Detecting Natural Selection (Part 6)
Calculating Nucleotide Sequence Polymorphism
This is the seventh of multiple postings I plan to write about detecting natural selection using molecular data (ie, DNA sequences). The first post contained a brief introduction and can be found here. The second post described the organization of the genome, and the third described the organization of genes. The fourth post described codon based models for detecting selection, and the fifth detailed how relative rates can be used to detect changes in selective pressure. The sixth post dealt with classical population methods for detecting selection using allele and genotype frequencies.
Much of the popular press surrounding recent publications that proclaim to detect natural selection does not adequately detail whether the researchers have identified purifying selection (selective constraint) or positive (aka Darwinian) selection. See here for a particularly poor article that confused the heck out of me (and I claim to understand genome analysis). Recall from our discussion of codon based models for detecting selection that we can distinguish between these two selection regimes, although the codon based models are not very powerful. We can also use relative rates to identify differences in selective constraint between lineages, but it is difficult to differentiate relaxed constraint from positive selection using these analyses. Furthermore, there are a lot of computational biologists interested in identifying highly conserved regions between genomes under the assumption that these sequences are probably under strong purifying selection.
But what if we’re interested in finding signatures of positive selection? In my opinion, the best data for this type of analysis is DNA sequence polymorphism. This post will detail some of the core concepts in calculating polymorphism from DNA sequences. Subsequent posts will detail the statistical analyses that can be performed on this data.
Signatures of selection can be detected using either protein coding or non-coding DNA; the statistical techniques differ for analyzing these two types of sequences, but the initial steps are very similar. We will refer to region of the genome we are sequencing as a locus.
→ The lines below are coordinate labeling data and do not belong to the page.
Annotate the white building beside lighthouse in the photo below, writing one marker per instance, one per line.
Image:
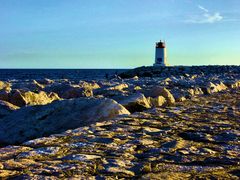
(160, 54)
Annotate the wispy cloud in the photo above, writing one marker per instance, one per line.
(206, 16)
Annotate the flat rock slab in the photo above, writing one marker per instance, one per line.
(38, 121)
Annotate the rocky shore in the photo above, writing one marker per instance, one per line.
(149, 123)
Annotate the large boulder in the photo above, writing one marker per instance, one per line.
(4, 95)
(38, 121)
(160, 91)
(135, 102)
(158, 101)
(5, 86)
(68, 91)
(6, 108)
(211, 87)
(29, 98)
(89, 85)
(32, 85)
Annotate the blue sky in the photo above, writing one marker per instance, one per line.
(117, 33)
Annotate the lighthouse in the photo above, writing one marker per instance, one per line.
(160, 54)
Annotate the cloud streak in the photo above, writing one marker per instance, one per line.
(206, 17)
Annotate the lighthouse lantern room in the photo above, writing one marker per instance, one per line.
(160, 54)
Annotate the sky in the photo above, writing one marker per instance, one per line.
(117, 33)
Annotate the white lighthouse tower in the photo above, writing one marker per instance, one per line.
(160, 54)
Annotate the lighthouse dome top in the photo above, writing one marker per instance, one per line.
(160, 44)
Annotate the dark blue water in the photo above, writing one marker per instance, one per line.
(71, 74)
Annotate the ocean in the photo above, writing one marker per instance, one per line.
(71, 74)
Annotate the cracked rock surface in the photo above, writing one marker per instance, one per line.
(194, 139)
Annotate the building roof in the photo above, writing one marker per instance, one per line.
(160, 44)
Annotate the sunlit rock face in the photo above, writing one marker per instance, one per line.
(38, 121)
(184, 124)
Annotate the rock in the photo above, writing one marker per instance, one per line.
(28, 86)
(77, 92)
(46, 81)
(118, 87)
(20, 99)
(89, 85)
(158, 101)
(210, 87)
(160, 91)
(68, 91)
(16, 98)
(38, 121)
(5, 86)
(135, 103)
(6, 108)
(4, 95)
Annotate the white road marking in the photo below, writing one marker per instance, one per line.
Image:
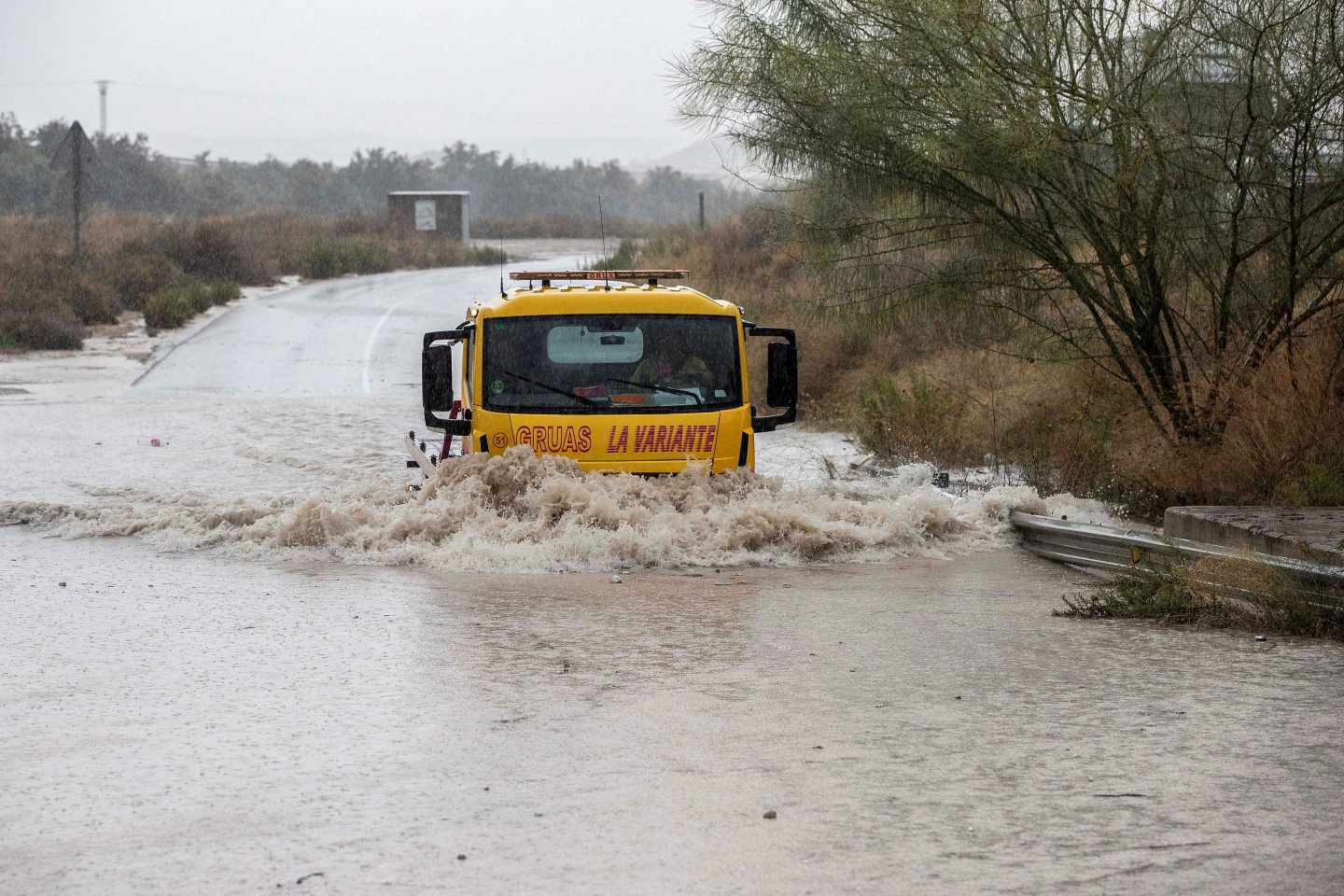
(372, 337)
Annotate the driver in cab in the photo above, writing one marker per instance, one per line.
(672, 364)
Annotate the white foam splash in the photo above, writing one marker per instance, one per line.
(522, 512)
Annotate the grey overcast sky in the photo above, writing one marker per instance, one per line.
(249, 78)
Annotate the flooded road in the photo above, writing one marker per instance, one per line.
(211, 706)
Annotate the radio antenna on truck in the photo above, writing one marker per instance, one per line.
(601, 225)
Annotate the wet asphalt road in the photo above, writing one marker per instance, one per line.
(183, 721)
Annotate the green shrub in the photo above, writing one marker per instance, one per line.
(917, 424)
(367, 259)
(136, 277)
(329, 259)
(173, 306)
(223, 292)
(51, 282)
(91, 300)
(320, 260)
(210, 251)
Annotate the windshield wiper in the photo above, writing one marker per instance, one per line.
(660, 388)
(552, 388)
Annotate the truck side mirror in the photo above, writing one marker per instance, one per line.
(781, 387)
(782, 383)
(437, 381)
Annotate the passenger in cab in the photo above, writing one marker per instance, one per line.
(671, 363)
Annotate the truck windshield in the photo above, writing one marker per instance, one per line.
(611, 363)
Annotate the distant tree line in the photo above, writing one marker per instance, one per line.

The length of this region can range anywhere from about 500 nucleotides to thousands of nucleotides (the longer the region, the more work the grad student or undergrad doing the lab work must put in). Once a researcher has chosen a particular locus (either because they know sequencing it will be feasible or because it is a near a gene of particular interest), she will sequence it in approximately 20-30 individuals from some population (although it is common to sequence in as few as 10 or as many as hundreds of individuals). Choosing which individuals to sample (and which populations to sample from) is beyond the scope of this entry and often depends greatly on the natural history of the species in question.
DNA alignment. Click on the image for a larger version.
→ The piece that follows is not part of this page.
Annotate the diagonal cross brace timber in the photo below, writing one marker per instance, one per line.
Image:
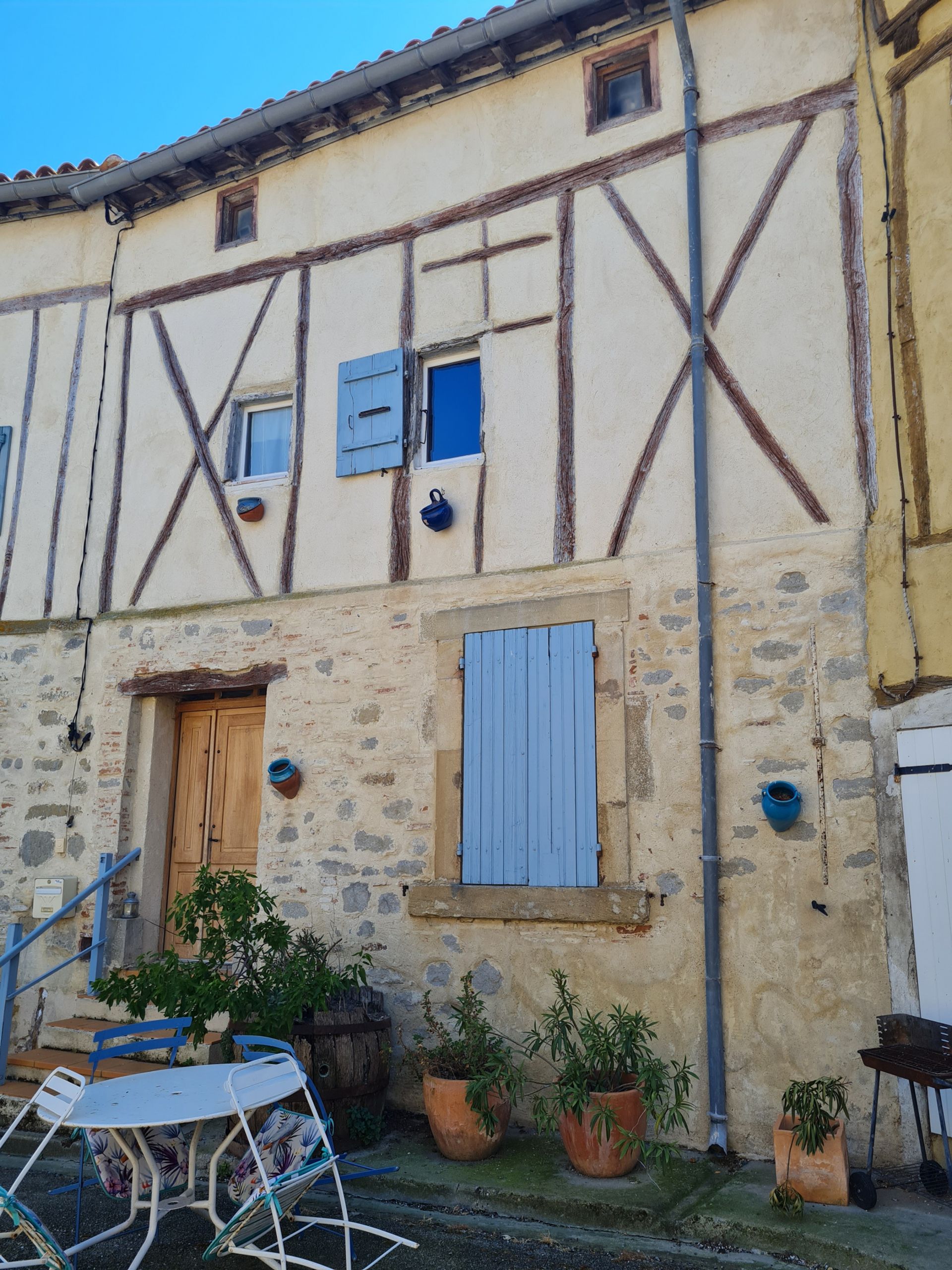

Once all of the “wet-lab” work is completed (which can take weeks if you are lucky or years if you chose a poorly studied taxon and tricky locus), the sequences must be aligned (see above). To read the alignment above, you need a quick primer on the nomenclature. The column on the left contains the identifiers (or names) of the sequences. The first set of sequences is the alignment of the first 50 nucleotides from the locus, followed by numbers that indicate the position of each nucleotide. Below that, we have positions 51-100, then 101-150, etc. Ideally, we would have all the positions aligned in a single block, but the limitations of printed paper prevent such a representation. The color coding is just there to make distinguishing the nucleotides from each other.
I will assume we have a good alignment, although the alignment process can be quite tricky. Each homologous nucleotide can be compared between all of the sequences in an alignment. Sites at which all sequences have the same nucleotide (position 1 above, where all sequences have a G) are monomorphic. If there are different nucleotides at a site (position 6, where some sequences have a C and the others have a T), that site is said to be polymorphic. We can count the number of sites that are monomorphic and the amount that are polymorphic.
We will discuss two types of polymorphism. The first, the number of segregating sites (Sn), is just the amount of polymorphic nucleotide sites in the data set. As the number of sequences in the data set increases, so too do the number of segregating sites. If this is not obvious to you, imagine we have sampled five sequences from a population (if you need a picture, imagine it’s the first five sequences listed above: D_yakuba, RPU74073, RPU74053, PSU74068, TJU74075). We can calculate the number of segregating sites using these five sequences, and this number will usually be less (and never be more) than if we added five more sequences to our sample. Each time we add a sequence, we identify more segregating sites, although there are diminishing returns as more sequences get added -- eventually (ok, after a really long time) you identify all of the segregating sites in a population, and adding more sequences will only result in adding the same polymorphic sites that you have already identified.
The number of segregating sites depends on the number of sequences in your data set, and we will need to apply a simple correction to take this into account (I will address this in a later post). The second type of polymorphism, the average pairwise differences (p), does not suffer from this problem. To calculate p we must first compare all pairwise combinations of sequences in the data set (compare the first sequence to the second, the first to the third, the first to the forth, all the way to the second to the last and the last). In each pairwise comparison we calculate the number of nucleotide sites that differ between those two sequences. Once we have calculated the number of differences between each pair, we divide by the number of comparisons made to get the average pairwise differences. Because we are taking an average, this estimate of polymorphism does not depend on the number of sequences in the sample.
In future posts we will discuss the theoretical framework behind detecting selection using nucleotide polymorphism and how our two estimates of polymorphism can be used to detect natural selection.